Hace más de 23 años, con diferencia de un mes, fueron raptadas cinco jóvenes del barrio La Manuelita en la localidad de Suba Rincón, en Bogotá. A cuadras del colegio Calasanz se perdió el rastro de niñas y jóvenes, de las cuales aún no se sabe nada. Esta fue la historia que me contó Florinda Farfán, una mujer de 63 años a la que le robaron lo más preciado el 20 de febrero de 1996.
“Yuli, mi hija. Mi hija adorada. La ilusión de mi vivir. Lo más hermoso que mi Dios me dio. Once años y medio compartimos. Juiciosa, cursaba séptimo. Estudiaba a una cuadra y media del colegio Calasanz. Por ser madre soltera tenía que dejarla sola. Dios sabe que para mí lo significa todo. Una niña encantadora que quería ser profesora porque le gustaba enseñarles a los niños”, cuenta entre lágrimas la mujer que, vestida de azul, tiene la esperanza de encontrarla.
A Florinda la encontré en la plaza Antonio Nariño, en el centro de Pasto, en medio del acto de homenaje a las buscadoras de desaparecidos. Caminaba por los puestos de las organizaciones de las víctimas que, según informaciones del Centro de Memoria Histórica, superan los 126.000 casos, aunque la cifra no es clara.
Florinda sonríe y habla con los medios, a los que considera sus amigos, con el fin de que haya eco de la historia de su niña de 11 años, que un día se perdió y a la que nadie le ayudó a buscar. “Una madre que pierde un hijo hará lo que sea necesario para encontrarlo. Yo tengo que saber de ella, esté viva o muerta, para que haya un poco de paz en mi vida. Las autoridades me archivaron el caso y nunca nos ayudaron. Desde el 20 de febrero de 1996 se sabe lo mismo: nada”, asegura la mujer, que no ha abandonado el barrio en donde se dio el dolor más grande de su vida, con la esperanza de que Yuliet la reconozca en medios y vaya en su búsqueda.
“Las autoridades competentes dicen que no somos víctimas. No buscan a nuestros hijos porque no se los llevaron por plata, pero yo guardo la esperanza. La voy a buscar toda la vida, la voy a esperar toda la vida”, dice Florinda, sujetando fuerte la foto que carga de Yuliet en su cuello.
“Buscar a las personas desaparecidas es un deber humanitario”
Hasta Pasto viajó el comisionado para la Verdad de Malí. Aseguró que construir la verdad en medio de un conflicto que no ha terminado no es fácil y que toma tiempo.

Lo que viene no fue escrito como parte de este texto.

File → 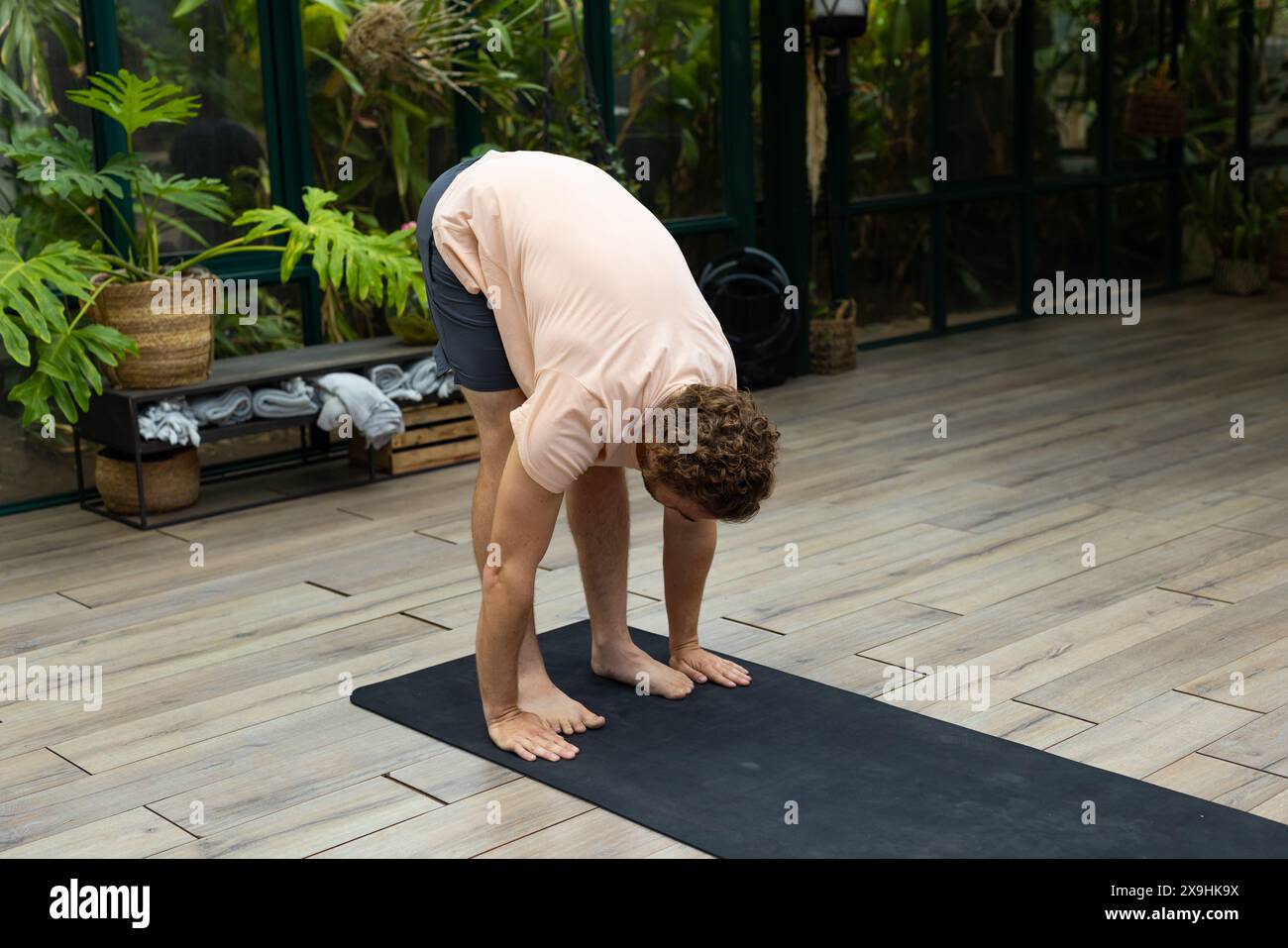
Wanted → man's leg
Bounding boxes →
[567,468,693,698]
[461,387,604,734]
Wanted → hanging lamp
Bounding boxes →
[975,0,1022,76]
[811,0,868,39]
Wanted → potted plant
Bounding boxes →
[1181,166,1276,296]
[0,69,425,424]
[1124,60,1186,138]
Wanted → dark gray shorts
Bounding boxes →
[416,158,519,391]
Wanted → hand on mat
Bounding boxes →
[486,708,577,760]
[670,645,751,687]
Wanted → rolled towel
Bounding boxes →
[188,385,254,425]
[407,356,447,396]
[368,365,420,402]
[314,372,407,448]
[252,376,318,419]
[139,396,201,447]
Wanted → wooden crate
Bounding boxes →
[349,402,480,474]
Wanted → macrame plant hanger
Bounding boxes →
[975,0,1022,77]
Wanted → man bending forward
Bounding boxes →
[417,152,778,760]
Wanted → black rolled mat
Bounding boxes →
[353,622,1288,858]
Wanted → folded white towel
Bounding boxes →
[188,385,254,425]
[252,376,318,419]
[139,396,201,447]
[368,365,420,402]
[314,372,407,448]
[407,356,447,396]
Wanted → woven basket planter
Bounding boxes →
[91,270,215,389]
[1270,207,1288,279]
[1212,258,1267,296]
[808,300,859,374]
[94,448,201,514]
[1124,89,1185,138]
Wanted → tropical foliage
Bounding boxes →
[0,69,425,422]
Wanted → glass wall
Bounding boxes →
[0,0,1288,510]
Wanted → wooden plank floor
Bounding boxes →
[0,286,1288,858]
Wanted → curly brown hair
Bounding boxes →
[640,385,778,523]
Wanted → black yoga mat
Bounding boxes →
[353,622,1288,858]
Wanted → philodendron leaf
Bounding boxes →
[0,215,107,355]
[0,125,143,201]
[233,188,425,314]
[67,69,200,138]
[139,167,233,222]
[9,323,139,425]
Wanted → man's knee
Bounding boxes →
[464,389,523,467]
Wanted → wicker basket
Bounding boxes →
[94,448,201,514]
[1270,207,1288,279]
[93,270,218,389]
[1212,258,1266,296]
[1124,86,1185,138]
[808,300,859,374]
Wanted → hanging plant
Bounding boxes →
[975,0,1022,77]
[1124,60,1185,138]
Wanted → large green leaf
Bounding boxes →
[233,188,425,313]
[0,125,143,201]
[9,323,139,425]
[138,167,233,220]
[0,216,107,366]
[67,69,198,138]
[0,216,130,425]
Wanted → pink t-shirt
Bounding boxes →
[433,152,737,493]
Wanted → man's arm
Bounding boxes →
[662,507,751,687]
[476,446,577,760]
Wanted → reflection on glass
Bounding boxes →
[1252,0,1288,147]
[1033,190,1096,294]
[613,0,724,219]
[1113,0,1175,161]
[0,0,88,503]
[116,0,271,252]
[215,283,306,358]
[849,211,930,343]
[944,0,1019,180]
[1181,0,1239,161]
[1107,184,1168,287]
[944,200,1019,325]
[1033,0,1100,175]
[850,0,930,200]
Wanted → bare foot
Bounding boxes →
[519,673,604,734]
[590,640,693,700]
[486,707,577,761]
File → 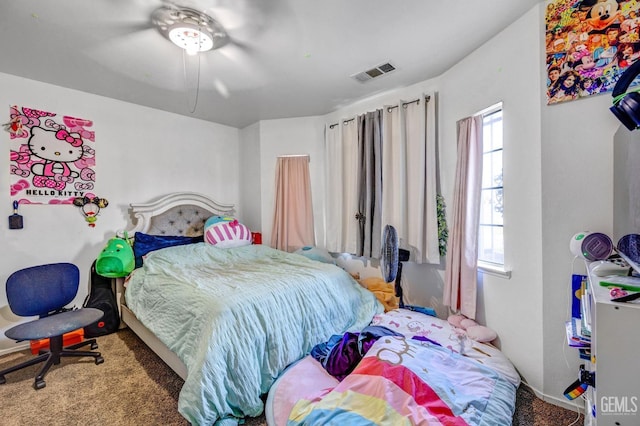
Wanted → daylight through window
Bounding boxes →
[478,104,504,265]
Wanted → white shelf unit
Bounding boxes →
[582,264,640,426]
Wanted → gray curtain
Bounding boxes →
[355,109,382,258]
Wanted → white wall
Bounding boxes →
[0,74,239,353]
[439,4,548,391]
[250,4,618,406]
[238,123,263,232]
[541,54,621,410]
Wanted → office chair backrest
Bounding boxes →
[7,263,80,317]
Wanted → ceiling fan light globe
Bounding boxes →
[169,25,213,55]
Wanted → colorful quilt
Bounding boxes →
[125,243,383,425]
[287,336,517,426]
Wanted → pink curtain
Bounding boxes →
[271,156,315,251]
[443,115,482,318]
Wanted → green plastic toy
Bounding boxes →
[96,237,135,278]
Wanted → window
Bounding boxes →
[478,104,504,267]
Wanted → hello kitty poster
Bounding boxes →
[5,106,96,204]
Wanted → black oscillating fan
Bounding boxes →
[380,225,409,308]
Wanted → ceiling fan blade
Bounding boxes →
[85,28,184,91]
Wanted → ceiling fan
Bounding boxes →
[88,0,276,113]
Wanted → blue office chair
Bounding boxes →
[0,263,104,390]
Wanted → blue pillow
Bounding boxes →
[133,232,204,268]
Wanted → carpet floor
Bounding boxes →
[0,329,583,426]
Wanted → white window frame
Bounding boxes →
[477,102,511,278]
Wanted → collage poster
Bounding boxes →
[5,106,95,204]
[545,0,640,104]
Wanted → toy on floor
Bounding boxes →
[96,234,135,278]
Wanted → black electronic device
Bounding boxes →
[609,61,640,130]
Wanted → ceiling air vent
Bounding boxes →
[351,62,396,83]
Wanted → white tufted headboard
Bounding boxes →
[128,192,235,237]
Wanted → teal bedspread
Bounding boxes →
[125,243,383,425]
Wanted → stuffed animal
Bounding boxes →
[447,314,498,343]
[204,216,251,248]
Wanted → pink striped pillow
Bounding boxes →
[204,216,251,248]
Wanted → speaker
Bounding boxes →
[609,61,640,130]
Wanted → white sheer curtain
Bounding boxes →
[382,96,440,264]
[325,118,358,253]
[325,94,440,264]
[443,115,482,318]
[271,155,315,251]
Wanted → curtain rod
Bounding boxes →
[329,95,431,129]
[278,154,311,161]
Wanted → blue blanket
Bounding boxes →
[126,243,383,425]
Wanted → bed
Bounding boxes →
[266,309,520,426]
[118,193,383,425]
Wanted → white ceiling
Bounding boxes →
[0,0,541,128]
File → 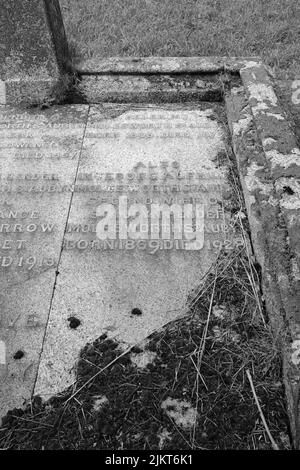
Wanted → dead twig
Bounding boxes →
[246,369,279,450]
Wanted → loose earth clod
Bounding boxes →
[68,317,81,330]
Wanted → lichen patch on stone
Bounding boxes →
[265,148,300,168]
[161,398,197,429]
[292,339,300,366]
[232,115,252,135]
[248,83,278,114]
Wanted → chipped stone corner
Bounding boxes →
[225,61,300,448]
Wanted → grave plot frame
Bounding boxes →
[0,52,300,448]
[77,57,300,448]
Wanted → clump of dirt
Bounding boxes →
[0,248,290,450]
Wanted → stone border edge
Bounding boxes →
[225,61,300,449]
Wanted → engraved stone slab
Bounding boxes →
[0,105,88,416]
[35,103,241,397]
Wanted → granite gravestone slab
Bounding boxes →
[35,104,242,397]
[0,0,70,104]
[0,105,87,415]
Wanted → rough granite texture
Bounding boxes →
[0,105,88,416]
[226,62,300,448]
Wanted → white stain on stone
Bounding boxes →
[0,80,6,104]
[212,305,228,320]
[241,60,261,70]
[249,83,278,114]
[157,429,172,450]
[245,162,272,195]
[93,395,108,413]
[265,148,300,168]
[233,116,252,135]
[0,341,6,365]
[266,113,284,121]
[263,137,276,147]
[161,398,197,429]
[291,80,300,105]
[130,351,157,369]
[291,339,300,366]
[276,178,300,209]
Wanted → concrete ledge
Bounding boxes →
[0,78,57,106]
[75,56,260,75]
[78,74,223,103]
[226,63,300,448]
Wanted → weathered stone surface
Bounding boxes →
[0,0,69,104]
[226,63,300,448]
[76,56,259,75]
[35,103,241,397]
[0,106,87,416]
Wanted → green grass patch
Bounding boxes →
[60,0,300,73]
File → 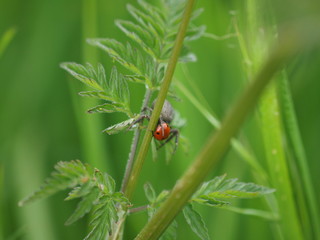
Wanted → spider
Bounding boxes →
[129,100,179,153]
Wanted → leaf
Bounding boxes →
[116,20,160,58]
[127,4,164,37]
[60,62,103,91]
[85,195,118,240]
[88,103,131,115]
[102,118,136,135]
[87,38,143,75]
[79,91,114,102]
[192,175,275,207]
[19,160,90,206]
[184,25,207,42]
[64,181,93,201]
[143,183,156,203]
[192,195,230,207]
[183,204,210,240]
[151,138,158,162]
[65,188,99,225]
[94,169,115,195]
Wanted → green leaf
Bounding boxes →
[144,183,156,203]
[116,20,160,58]
[102,118,136,135]
[192,175,275,207]
[60,62,104,91]
[19,160,90,206]
[184,25,206,42]
[183,204,210,240]
[79,91,114,102]
[127,4,164,37]
[88,103,131,115]
[64,181,93,201]
[87,38,143,75]
[192,195,230,207]
[65,188,99,225]
[85,195,118,240]
[94,169,115,195]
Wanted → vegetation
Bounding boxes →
[0,0,320,239]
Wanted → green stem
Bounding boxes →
[175,81,268,184]
[125,0,194,199]
[136,23,302,240]
[121,88,152,192]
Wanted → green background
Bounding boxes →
[0,0,320,240]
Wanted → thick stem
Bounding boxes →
[136,20,312,240]
[125,0,194,199]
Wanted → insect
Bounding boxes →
[131,100,179,152]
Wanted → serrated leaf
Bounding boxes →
[65,188,99,225]
[60,62,103,91]
[192,175,275,207]
[143,183,156,203]
[138,0,165,26]
[127,4,164,36]
[19,160,90,206]
[184,25,207,41]
[64,181,93,201]
[79,91,114,102]
[116,20,159,58]
[88,103,131,115]
[192,195,230,207]
[87,38,143,75]
[85,196,118,240]
[183,204,210,240]
[102,118,136,135]
[94,169,115,195]
[155,190,169,203]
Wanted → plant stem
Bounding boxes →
[277,73,320,239]
[125,0,194,199]
[121,88,152,192]
[136,22,310,240]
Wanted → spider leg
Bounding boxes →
[157,129,179,154]
[127,114,150,131]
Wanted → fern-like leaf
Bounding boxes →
[192,175,275,206]
[19,160,90,206]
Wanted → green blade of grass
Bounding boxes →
[259,81,303,240]
[136,19,312,240]
[277,73,320,239]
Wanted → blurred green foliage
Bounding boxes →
[0,0,320,240]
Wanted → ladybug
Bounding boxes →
[130,100,179,152]
[153,122,171,141]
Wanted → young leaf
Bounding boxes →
[102,118,136,135]
[192,175,275,207]
[87,38,143,75]
[88,103,131,115]
[19,160,90,206]
[183,204,210,240]
[65,188,99,225]
[60,62,103,91]
[84,195,118,240]
[116,20,160,58]
[144,183,156,203]
[79,91,114,102]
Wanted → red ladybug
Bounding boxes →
[153,122,171,141]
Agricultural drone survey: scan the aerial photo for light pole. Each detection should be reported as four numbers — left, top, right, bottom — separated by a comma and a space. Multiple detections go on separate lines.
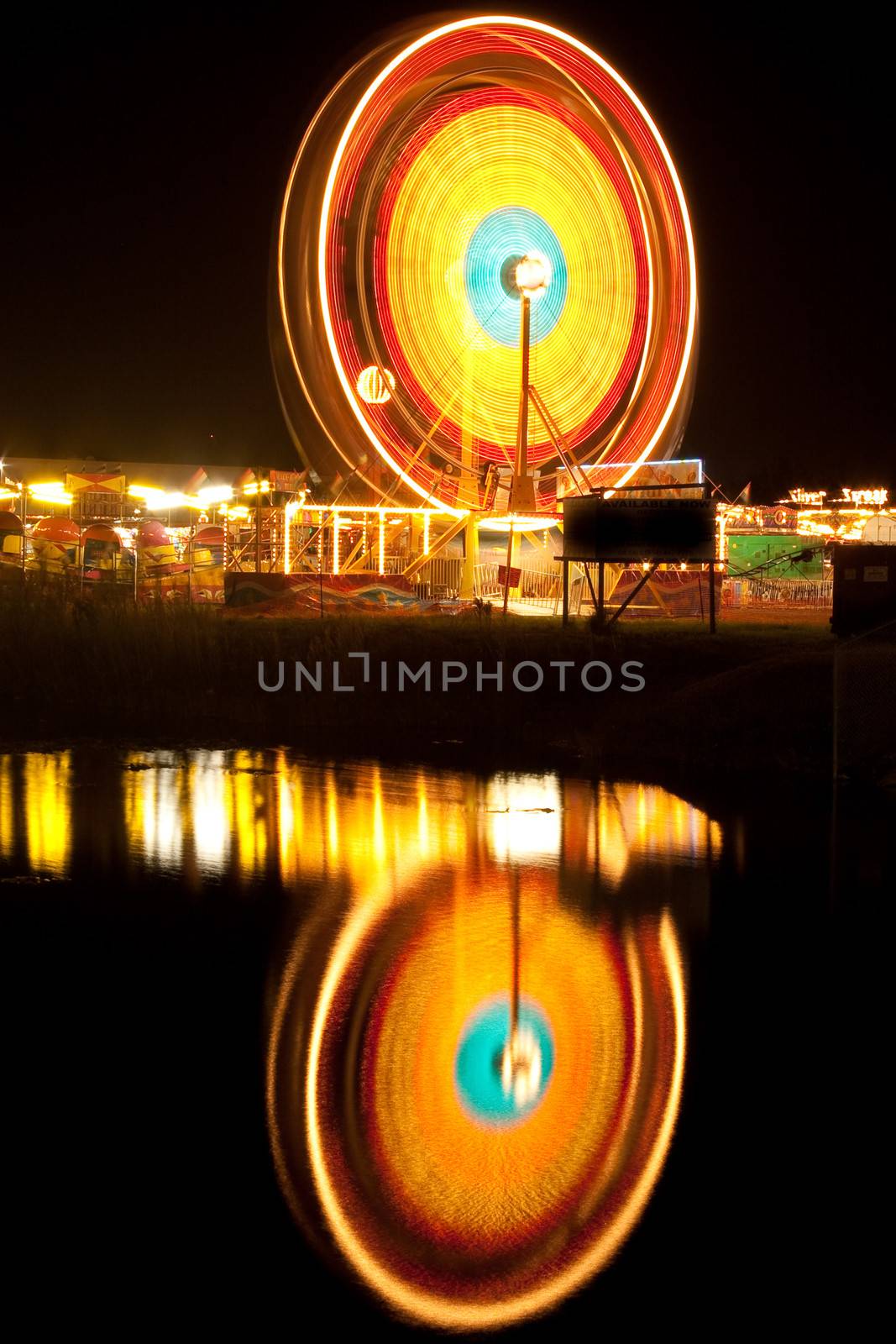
511, 253, 551, 513
504, 253, 551, 616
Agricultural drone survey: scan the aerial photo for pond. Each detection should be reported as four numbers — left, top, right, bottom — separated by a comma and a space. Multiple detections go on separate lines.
0, 744, 876, 1337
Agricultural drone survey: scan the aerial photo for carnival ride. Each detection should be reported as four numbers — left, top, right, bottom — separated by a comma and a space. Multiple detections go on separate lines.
271, 18, 697, 578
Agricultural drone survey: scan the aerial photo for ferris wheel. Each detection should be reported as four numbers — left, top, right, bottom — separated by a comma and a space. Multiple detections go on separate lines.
271, 16, 697, 512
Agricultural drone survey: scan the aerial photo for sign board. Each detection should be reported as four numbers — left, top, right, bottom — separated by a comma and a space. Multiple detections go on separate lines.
563, 495, 716, 564
558, 457, 703, 500
269, 470, 304, 495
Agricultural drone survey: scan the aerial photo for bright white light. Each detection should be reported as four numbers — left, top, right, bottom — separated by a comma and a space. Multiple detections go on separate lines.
516, 253, 551, 298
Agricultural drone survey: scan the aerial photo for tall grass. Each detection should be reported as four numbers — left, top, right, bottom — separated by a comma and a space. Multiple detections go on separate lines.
0, 583, 831, 773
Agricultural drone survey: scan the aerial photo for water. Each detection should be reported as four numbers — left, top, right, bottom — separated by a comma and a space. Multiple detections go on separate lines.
0, 748, 894, 1337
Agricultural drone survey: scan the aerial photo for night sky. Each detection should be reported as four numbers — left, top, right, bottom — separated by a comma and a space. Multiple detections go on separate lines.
0, 0, 896, 499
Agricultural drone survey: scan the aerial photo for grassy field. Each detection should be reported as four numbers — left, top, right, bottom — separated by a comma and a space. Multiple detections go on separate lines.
0, 590, 870, 778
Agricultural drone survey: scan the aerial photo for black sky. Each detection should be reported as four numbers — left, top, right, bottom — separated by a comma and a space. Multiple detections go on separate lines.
0, 0, 896, 497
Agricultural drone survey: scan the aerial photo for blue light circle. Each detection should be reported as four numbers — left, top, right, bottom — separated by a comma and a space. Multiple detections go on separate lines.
464, 206, 569, 348
454, 995, 553, 1127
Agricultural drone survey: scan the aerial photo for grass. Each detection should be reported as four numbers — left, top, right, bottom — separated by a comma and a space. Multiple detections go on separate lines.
0, 586, 881, 778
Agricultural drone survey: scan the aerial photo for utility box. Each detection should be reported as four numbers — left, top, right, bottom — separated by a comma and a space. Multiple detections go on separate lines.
831, 542, 896, 634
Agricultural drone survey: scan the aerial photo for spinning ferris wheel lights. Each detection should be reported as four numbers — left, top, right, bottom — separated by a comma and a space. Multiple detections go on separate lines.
271, 16, 697, 515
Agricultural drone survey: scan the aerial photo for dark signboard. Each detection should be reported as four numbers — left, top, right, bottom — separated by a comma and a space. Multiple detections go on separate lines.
563, 495, 716, 563
831, 542, 896, 634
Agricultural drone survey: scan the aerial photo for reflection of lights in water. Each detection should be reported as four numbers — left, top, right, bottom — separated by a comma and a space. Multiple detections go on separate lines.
454, 995, 553, 1125
0, 750, 721, 885
190, 751, 230, 872
485, 774, 563, 858
501, 1026, 542, 1110
0, 755, 15, 858
269, 863, 685, 1329
24, 751, 71, 872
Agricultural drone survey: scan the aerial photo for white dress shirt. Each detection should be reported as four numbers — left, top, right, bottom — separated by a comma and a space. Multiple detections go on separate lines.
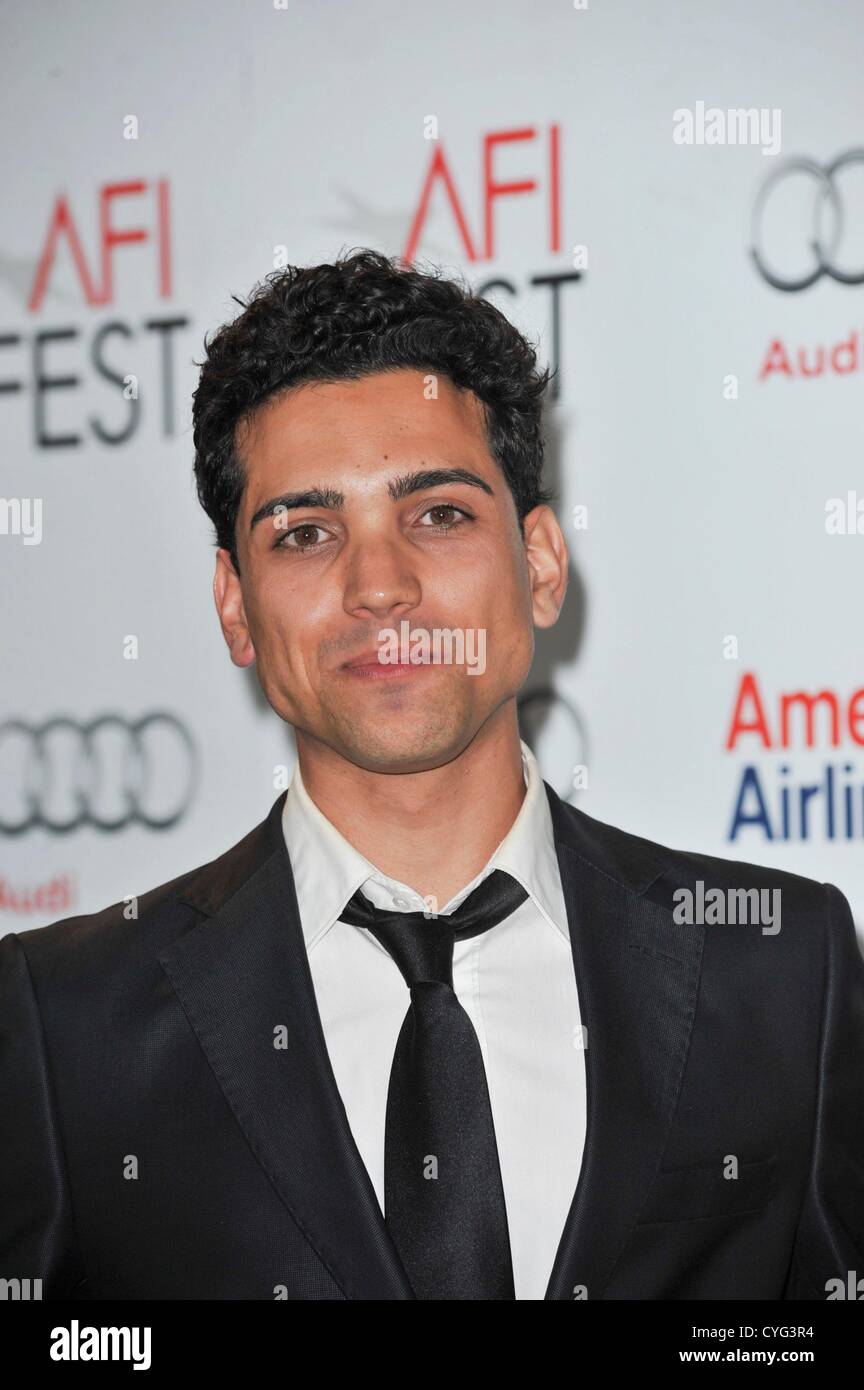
282, 742, 586, 1298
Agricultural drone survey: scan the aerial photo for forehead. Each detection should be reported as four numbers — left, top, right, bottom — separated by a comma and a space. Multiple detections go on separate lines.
236, 370, 496, 510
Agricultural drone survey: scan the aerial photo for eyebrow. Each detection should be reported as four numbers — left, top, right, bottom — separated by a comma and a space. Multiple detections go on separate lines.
249, 468, 495, 531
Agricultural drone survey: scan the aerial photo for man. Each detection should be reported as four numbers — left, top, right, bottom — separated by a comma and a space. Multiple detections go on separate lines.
0, 252, 864, 1300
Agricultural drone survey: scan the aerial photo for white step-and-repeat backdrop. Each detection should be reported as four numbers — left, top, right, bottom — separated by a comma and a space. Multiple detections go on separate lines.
0, 0, 864, 934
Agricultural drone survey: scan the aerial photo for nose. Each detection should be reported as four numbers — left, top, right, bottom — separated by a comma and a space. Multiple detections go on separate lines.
343, 535, 422, 621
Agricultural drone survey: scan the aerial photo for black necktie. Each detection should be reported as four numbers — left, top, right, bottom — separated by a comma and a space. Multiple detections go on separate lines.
340, 869, 528, 1298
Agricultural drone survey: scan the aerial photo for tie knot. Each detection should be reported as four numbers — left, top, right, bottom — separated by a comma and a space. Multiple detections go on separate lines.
339, 869, 528, 988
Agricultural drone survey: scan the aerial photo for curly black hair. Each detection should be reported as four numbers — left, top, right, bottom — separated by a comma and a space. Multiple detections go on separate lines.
192, 247, 551, 574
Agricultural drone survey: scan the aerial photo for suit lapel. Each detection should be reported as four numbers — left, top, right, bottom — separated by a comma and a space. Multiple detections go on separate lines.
546, 785, 704, 1300
158, 796, 414, 1300
158, 785, 704, 1300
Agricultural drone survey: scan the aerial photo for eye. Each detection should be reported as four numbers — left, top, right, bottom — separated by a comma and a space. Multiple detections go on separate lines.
274, 521, 326, 550
422, 502, 474, 531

Marta Ruiz, comisionada colombiana, señaló que la construcción de paz es constante y que no buscar a los desaparecidos solo ahonda las heridas de las mujeres que le han entregado su vida a recordar.
“Al encontrarlos a ellos, guardamos la esperanza de encontrar también la manera de restaurar la humanidad compartida entre los colombianos. Buscándolos a ellos buscamos también la solidaridad, la compasión, la piedad, la justicia. En esa búsqueda allanaremos el camino para ser una sociedad mejor y, sobre todo, más democrática”, afirmó la comisionada para la Verdad y dejó sobre la mesa que esto no termina.
El mensaje de las buscadoras fue de paz y de esperanza. Con sonrisas, tras limpiarse las lágrimas querían que la guerra cesara. Un día después, quienes habían firmado la paz y se rearmaron, les dijeron que no sería una tarea fácil, y que su dolor todavía no sanará, ni el de Colombia. Buscar la paz parece más difícil que encontrar a los desaparecidos, pero como las buscadoras enseñan, “hay que seguir buscando porque va un día y pasa lo del dicho, ‘el que busca, encuentra’”.